Recently, the Appellate Division, in a 3-2 opinion reversed the trial court. As pointed out in David Lat’s analysis in Above the Law, the point of contention seems to be not if there was a mistake, but defining what was the mistake.
If there was a mere mistake as to the valuation of the Madoff account, then [the Husband] would be out of luck — a point the majority and the dissenters appear to agree on. But according to the majority, there was a mutual mistake as to something more fundamental than mere valuation, namely, the existence of the account:
The majority of the Court felt that the mistake was the belief that the Madoff account existed. The majority opined that the husband “never had an account in his name with Madoff; on Madoff's own admission there were no accounts within which trades were made on behalf of investors.”

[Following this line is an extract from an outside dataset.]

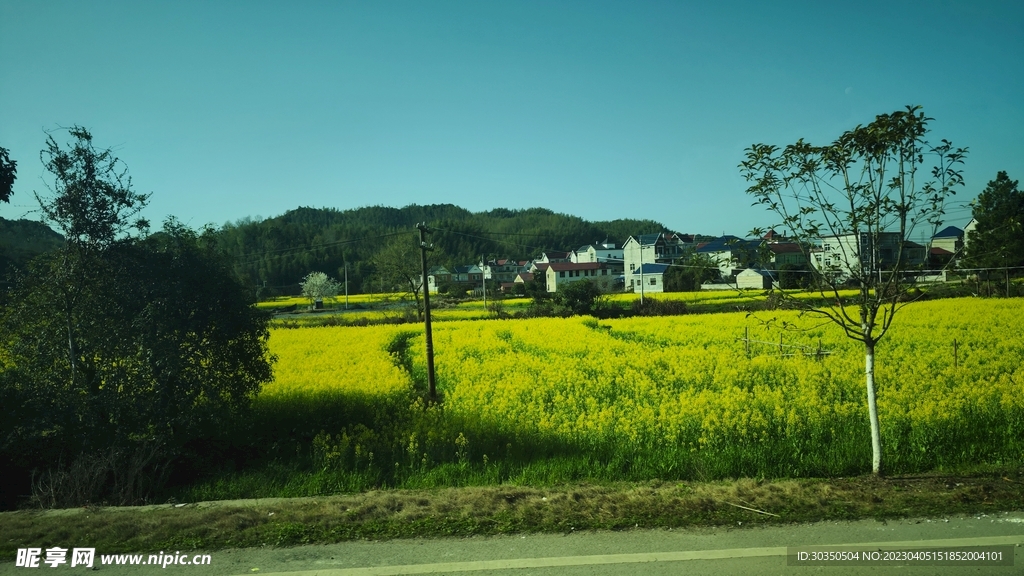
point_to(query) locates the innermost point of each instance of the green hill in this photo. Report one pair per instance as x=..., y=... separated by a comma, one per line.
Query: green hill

The sharply worded dissent, on the other hand, noted that:
Because Steven received significant value in exchange for the payment of $6.25 million to Laura, his retention of the Madoff account and subsequent losses render this case no different than the legion of cases denying a spouse's request to open up a divorce settlement where the final value of an asset was not what the parties believed at the time of the divorce.
The dissent predicted that the majority's decision would lead to "chaos, not only for the court system, but for the litigants as well, who deserve finality and to move on."
The case is headed to the Court of Appeals.